人材育成に力を入れたい、という上司がいます。
部下の本音。
「お前達は仕事ができない、と言っているのかな?」
「仕事をしなくて良いなら、それもいいが・・・」
「まさかこれ以上、仕事の時間を圧迫するんじゃないだろうな」
「人材育成する余裕があるなら、仕事を楽にすることを考えてもらいたい」
「育成する時間があるなら、仕事を手伝って欲しいが・・・」
「人材育成の前に、今、何をどうやったら良いのか、はっきり言ってくれ」
「それが分からないで言っているなら、自分で答えを出してからにして欲しい」
「どうしたら良いか悩んでいる者に、人材育成はないだろう」
「あんたなんかに育成してもらいたくない」
・・・・・
部下の本音が分からない人は、人材育成などと悠長なことを言っている場合じゃなくて、その前に、部下の考えを知り、部下との信頼を築く努力が必要です。
しかし、人材育成をしたいという上司にも、放っておいてくれと文句を垂れる部下にも、共通する欲求があります。
それは「さっさと仕事を片付けたい」。
ちょっとレベルが上がると「良い仕事をしたい」。
もっと意識が高くなると「人の役に立つ仕事をしたい」。
欲が出てくるともっと高いレベルの欲求が出てくるのですが、普通、そこまでは一致しません。でも、「さっさと仕事を片付けたい」ニーズは、間違いなく一致します。
何かをしようとするときには、皆が共有できる目標が必要です。
私は、あくまで“自分が満足できる仕事をしたい”がゆえに、部下に良い仕事をしてもらいたくてアドバイスをしていました。私には、部下の助けが必要だったのです。部下のニーズは聞く必要もありませんし、分かりませんでしたが、とりあえず、“良い仕事ができるようにアドバイスする”ことで勘弁してもらっていました。
そもそも教育はあるにしても、人材育成は他力ではできないものだと思っていますし、誰かに育ててもらおうなんて考えている人間が、独り立ちできる訳がない、と思います。
できることは自力で頑張ってもらう。そのためにアドバイスをする。そして、組織全体の機能を高めていくのです。
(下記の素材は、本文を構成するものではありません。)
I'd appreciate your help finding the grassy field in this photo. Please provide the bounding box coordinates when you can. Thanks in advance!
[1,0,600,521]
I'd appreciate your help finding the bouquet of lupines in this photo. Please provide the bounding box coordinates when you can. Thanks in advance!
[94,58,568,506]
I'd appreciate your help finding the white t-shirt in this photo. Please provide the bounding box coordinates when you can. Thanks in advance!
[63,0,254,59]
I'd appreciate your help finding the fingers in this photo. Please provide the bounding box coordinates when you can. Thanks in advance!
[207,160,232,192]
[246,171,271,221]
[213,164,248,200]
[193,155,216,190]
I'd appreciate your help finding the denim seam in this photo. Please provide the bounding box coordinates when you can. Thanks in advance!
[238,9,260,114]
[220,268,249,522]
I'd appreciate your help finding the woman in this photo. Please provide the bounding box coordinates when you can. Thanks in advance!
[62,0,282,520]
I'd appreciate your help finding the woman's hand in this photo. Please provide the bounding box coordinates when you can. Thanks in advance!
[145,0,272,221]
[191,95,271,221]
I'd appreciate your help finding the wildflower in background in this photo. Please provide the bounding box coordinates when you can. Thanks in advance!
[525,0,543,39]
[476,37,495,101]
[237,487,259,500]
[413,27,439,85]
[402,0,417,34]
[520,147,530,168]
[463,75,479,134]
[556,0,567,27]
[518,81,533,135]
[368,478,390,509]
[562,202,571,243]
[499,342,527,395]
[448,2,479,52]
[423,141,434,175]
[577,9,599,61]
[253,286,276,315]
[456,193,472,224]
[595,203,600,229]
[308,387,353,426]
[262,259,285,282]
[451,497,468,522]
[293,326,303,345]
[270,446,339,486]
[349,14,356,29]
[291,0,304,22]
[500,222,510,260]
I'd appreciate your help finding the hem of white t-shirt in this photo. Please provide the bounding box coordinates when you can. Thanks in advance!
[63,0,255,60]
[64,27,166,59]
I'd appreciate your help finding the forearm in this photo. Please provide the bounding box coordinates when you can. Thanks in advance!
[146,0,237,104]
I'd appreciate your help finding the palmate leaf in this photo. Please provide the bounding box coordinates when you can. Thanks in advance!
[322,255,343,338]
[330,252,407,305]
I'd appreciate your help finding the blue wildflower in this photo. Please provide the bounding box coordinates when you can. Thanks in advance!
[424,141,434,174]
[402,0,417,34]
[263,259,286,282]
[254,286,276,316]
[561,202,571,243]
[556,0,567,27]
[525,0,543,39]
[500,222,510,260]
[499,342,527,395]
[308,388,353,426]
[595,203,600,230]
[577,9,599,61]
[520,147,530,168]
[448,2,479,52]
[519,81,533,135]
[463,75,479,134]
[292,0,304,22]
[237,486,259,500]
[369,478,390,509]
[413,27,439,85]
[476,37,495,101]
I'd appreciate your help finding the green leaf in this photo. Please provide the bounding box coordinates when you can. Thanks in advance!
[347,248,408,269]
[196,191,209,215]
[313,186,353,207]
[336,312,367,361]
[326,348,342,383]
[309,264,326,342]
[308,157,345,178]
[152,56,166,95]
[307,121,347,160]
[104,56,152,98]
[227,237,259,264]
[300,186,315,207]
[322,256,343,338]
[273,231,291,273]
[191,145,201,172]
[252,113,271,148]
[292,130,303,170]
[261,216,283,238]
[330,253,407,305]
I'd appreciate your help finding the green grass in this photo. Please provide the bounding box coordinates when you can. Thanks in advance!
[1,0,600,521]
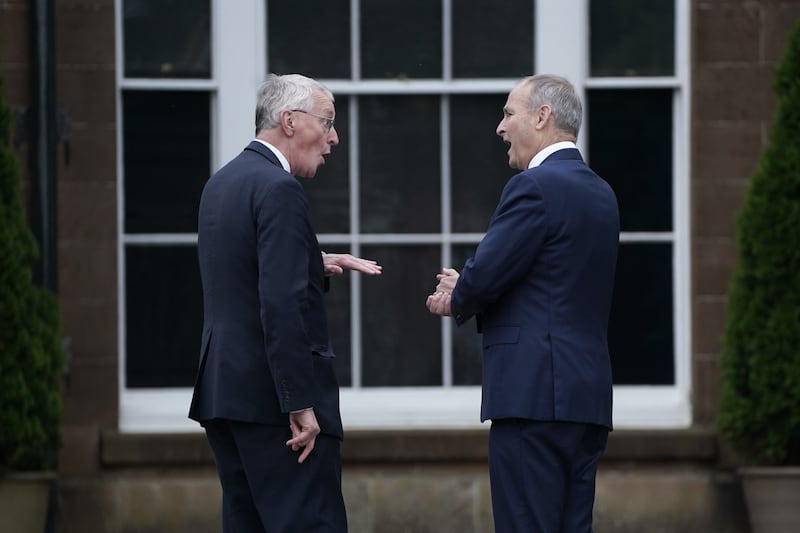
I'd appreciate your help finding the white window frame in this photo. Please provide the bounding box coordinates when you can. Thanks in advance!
[117,0,691,433]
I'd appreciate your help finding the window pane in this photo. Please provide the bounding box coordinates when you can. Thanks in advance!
[590,0,674,77]
[123,0,211,78]
[325,246,352,387]
[451,244,483,385]
[123,90,210,234]
[609,243,674,385]
[587,89,672,232]
[361,0,442,79]
[267,0,350,78]
[452,0,534,78]
[361,245,442,386]
[451,94,514,232]
[302,98,350,233]
[360,95,440,233]
[126,245,202,388]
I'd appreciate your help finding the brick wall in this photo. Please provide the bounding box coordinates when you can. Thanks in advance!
[54,0,119,476]
[691,0,800,426]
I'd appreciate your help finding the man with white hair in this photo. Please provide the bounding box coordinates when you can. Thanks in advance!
[190,73,381,532]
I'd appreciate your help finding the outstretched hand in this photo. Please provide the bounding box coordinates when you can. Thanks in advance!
[323,252,383,276]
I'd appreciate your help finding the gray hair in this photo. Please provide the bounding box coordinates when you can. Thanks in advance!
[255,73,334,134]
[520,74,582,138]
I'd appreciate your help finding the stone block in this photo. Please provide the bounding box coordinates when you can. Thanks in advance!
[693,296,728,355]
[693,121,763,182]
[694,3,760,64]
[692,179,749,239]
[693,64,777,122]
[692,237,739,296]
[56,3,115,66]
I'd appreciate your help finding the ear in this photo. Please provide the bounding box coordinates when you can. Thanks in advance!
[280,109,295,136]
[535,105,551,130]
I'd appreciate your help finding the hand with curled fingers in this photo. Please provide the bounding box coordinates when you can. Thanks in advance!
[286,408,321,464]
[426,267,459,316]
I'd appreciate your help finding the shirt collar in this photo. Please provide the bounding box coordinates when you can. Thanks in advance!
[253,139,291,173]
[528,141,577,169]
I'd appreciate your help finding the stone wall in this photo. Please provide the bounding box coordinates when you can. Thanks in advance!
[690,0,800,426]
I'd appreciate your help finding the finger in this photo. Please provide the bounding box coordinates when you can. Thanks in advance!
[327,265,344,275]
[297,439,315,463]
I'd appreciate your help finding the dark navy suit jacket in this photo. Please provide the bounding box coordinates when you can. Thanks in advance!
[451,148,619,429]
[189,141,343,440]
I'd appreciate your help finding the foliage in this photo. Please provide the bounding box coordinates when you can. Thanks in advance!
[0,73,64,472]
[718,20,800,465]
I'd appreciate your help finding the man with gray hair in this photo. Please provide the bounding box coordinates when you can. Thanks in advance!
[190,73,381,532]
[427,74,619,532]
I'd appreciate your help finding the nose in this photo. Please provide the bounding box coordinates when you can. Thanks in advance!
[329,126,340,146]
[496,118,505,137]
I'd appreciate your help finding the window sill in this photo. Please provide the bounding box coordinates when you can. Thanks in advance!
[100,427,717,467]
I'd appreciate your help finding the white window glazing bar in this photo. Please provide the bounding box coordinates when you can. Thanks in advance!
[673,0,693,420]
[351,0,361,81]
[442,0,452,81]
[584,77,681,89]
[348,95,362,389]
[118,79,218,90]
[322,79,518,95]
[440,94,453,387]
[115,0,127,399]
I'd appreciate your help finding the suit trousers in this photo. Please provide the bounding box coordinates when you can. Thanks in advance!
[204,419,347,533]
[488,418,608,533]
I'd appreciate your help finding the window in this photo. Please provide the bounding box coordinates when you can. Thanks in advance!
[118,0,691,431]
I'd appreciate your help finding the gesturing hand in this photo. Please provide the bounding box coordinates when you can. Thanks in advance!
[426,267,459,317]
[286,408,321,464]
[322,252,383,276]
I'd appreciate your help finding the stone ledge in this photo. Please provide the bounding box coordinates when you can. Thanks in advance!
[101,427,718,467]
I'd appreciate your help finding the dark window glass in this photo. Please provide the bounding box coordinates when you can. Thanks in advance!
[302,98,350,233]
[361,0,442,79]
[123,0,211,78]
[451,244,483,385]
[324,246,352,387]
[452,0,534,78]
[126,245,202,388]
[609,243,674,385]
[451,94,514,232]
[590,0,674,77]
[123,90,211,234]
[587,89,672,232]
[267,0,351,78]
[361,245,442,386]
[360,95,440,233]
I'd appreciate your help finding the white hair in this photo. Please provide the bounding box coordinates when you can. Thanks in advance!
[254,73,334,134]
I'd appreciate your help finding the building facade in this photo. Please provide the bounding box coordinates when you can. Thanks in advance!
[2,0,799,531]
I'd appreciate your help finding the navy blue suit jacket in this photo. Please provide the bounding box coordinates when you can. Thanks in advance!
[189,141,343,440]
[451,148,619,429]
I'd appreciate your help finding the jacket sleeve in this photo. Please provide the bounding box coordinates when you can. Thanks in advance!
[452,172,548,325]
[254,177,315,413]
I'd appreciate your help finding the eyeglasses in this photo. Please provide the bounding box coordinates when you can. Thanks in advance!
[291,109,335,133]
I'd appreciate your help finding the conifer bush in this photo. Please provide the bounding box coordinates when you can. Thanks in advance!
[717,20,800,465]
[0,74,64,472]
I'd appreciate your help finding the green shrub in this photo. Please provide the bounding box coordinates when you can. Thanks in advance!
[0,74,64,472]
[718,20,800,466]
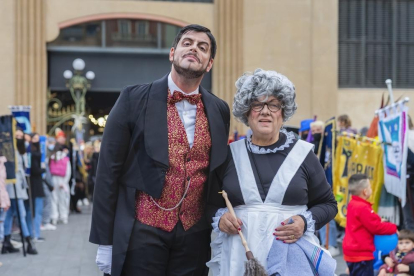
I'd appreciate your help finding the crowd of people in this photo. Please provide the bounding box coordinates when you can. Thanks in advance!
[0,127,100,264]
[300,114,414,275]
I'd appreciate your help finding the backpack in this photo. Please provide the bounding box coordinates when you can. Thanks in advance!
[49,156,69,176]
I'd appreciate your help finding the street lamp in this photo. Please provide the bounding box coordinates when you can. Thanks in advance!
[61,58,95,143]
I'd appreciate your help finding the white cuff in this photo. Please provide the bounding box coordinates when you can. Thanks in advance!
[212,207,228,234]
[300,210,316,233]
[96,245,112,275]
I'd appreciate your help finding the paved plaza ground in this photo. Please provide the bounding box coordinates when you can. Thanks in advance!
[0,205,348,276]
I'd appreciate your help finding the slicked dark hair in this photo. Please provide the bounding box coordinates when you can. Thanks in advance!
[172,24,217,60]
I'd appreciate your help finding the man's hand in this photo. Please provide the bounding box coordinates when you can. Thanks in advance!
[273,215,305,244]
[219,212,242,235]
[396,263,409,273]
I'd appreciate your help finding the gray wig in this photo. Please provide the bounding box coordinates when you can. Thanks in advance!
[233,68,297,126]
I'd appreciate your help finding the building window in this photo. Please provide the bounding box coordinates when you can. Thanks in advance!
[49,21,102,47]
[339,0,414,88]
[48,19,181,51]
[106,20,158,48]
[118,20,132,36]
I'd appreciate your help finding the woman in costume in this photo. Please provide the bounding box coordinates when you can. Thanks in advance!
[207,69,338,275]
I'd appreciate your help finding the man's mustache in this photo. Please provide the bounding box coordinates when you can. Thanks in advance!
[183,53,200,63]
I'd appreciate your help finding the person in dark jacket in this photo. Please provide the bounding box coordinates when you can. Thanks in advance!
[90,24,230,276]
[30,133,46,241]
[87,146,99,201]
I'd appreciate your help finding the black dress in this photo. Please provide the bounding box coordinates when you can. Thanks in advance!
[212,132,338,230]
[30,151,45,198]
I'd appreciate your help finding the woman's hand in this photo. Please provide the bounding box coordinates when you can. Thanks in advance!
[219,212,242,235]
[396,263,409,273]
[273,215,305,243]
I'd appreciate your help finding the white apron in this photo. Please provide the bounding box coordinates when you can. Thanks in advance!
[207,139,322,276]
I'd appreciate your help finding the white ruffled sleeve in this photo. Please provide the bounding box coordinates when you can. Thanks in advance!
[212,207,228,234]
[299,209,316,233]
[207,207,229,275]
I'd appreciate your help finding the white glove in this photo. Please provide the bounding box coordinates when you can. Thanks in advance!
[96,245,112,274]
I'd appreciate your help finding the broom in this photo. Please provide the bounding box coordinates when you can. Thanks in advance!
[219,190,268,276]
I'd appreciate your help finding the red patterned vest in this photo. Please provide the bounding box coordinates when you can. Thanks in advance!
[135,91,211,232]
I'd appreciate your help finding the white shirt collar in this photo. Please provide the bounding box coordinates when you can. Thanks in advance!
[168,73,199,96]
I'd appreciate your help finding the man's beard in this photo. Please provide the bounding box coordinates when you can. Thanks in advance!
[173,56,208,79]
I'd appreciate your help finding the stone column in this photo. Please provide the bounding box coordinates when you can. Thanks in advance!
[213,0,247,137]
[15,0,47,134]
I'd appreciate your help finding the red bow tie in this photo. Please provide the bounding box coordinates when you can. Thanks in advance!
[168,90,202,105]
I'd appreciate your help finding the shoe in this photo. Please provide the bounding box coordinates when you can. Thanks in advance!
[33,237,45,243]
[1,235,20,254]
[26,237,38,255]
[328,246,340,257]
[51,219,57,226]
[41,223,57,231]
[10,239,23,249]
[61,219,68,224]
[83,198,89,206]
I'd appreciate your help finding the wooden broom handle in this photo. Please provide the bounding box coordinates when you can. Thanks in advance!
[220,190,250,252]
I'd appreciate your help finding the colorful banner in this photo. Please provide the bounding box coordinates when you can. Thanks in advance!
[0,115,17,183]
[9,105,32,134]
[10,105,32,175]
[319,117,336,186]
[377,184,400,225]
[333,136,384,227]
[378,104,408,207]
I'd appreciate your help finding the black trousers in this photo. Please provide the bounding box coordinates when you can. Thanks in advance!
[121,219,210,276]
[346,260,374,276]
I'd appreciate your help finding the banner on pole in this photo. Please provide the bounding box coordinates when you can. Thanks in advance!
[9,105,32,134]
[10,105,32,175]
[333,136,384,227]
[378,104,408,206]
[0,115,17,183]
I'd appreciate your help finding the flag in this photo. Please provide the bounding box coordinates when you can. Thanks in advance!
[333,136,384,226]
[378,104,408,206]
[9,105,32,134]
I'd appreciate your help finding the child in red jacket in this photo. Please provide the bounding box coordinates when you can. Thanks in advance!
[378,229,414,276]
[342,173,398,276]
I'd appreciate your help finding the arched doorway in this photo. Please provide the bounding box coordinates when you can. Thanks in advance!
[47,17,212,139]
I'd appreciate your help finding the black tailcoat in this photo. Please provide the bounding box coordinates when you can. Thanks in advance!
[89,74,230,276]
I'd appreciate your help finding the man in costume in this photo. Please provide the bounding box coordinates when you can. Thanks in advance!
[89,24,230,276]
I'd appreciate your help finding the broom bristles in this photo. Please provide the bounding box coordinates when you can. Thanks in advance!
[243,258,268,276]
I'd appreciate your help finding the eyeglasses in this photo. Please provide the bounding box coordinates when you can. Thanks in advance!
[250,102,284,113]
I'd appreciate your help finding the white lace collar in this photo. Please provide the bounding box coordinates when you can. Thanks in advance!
[247,128,295,154]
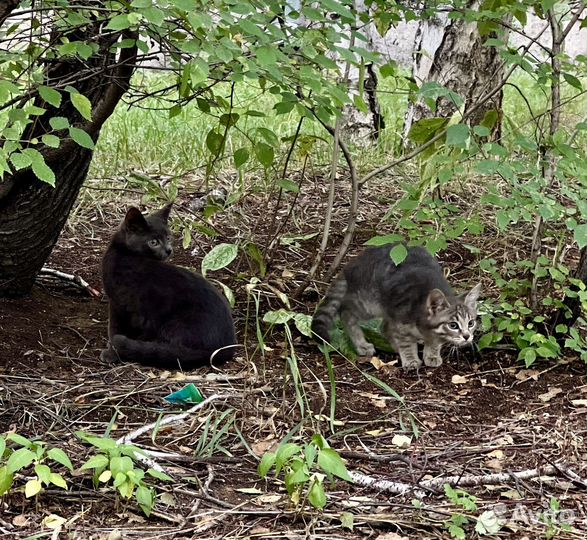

納得できないことや理解できなかったことは、上手くできたとしても、それは成功ではなく「言われたからやった」受動的なものに過ぎませんから、身につくものではなりません。
そのなかで少しでも一生懸命に取り組んだときには、「俺がやった」という気持ちが湧いてきて、自信につながります。そういう気持ちをくすぐりたいのです。
そのときに、気付きの場をもらってお世話になりました、なかには感謝を込めて「育ててもらった」と言う人もいるでしょう。
上司は部下から仕事の成果をもらっているのですから、そう言ってくれるだけで十分。
同じ仕事に取り組んでいるときに、リーダーが「人材育成したい」などと蚊帳の外から話をするようでは、チームや組織の一体感は生まれません。それだけで、組織崩壊です。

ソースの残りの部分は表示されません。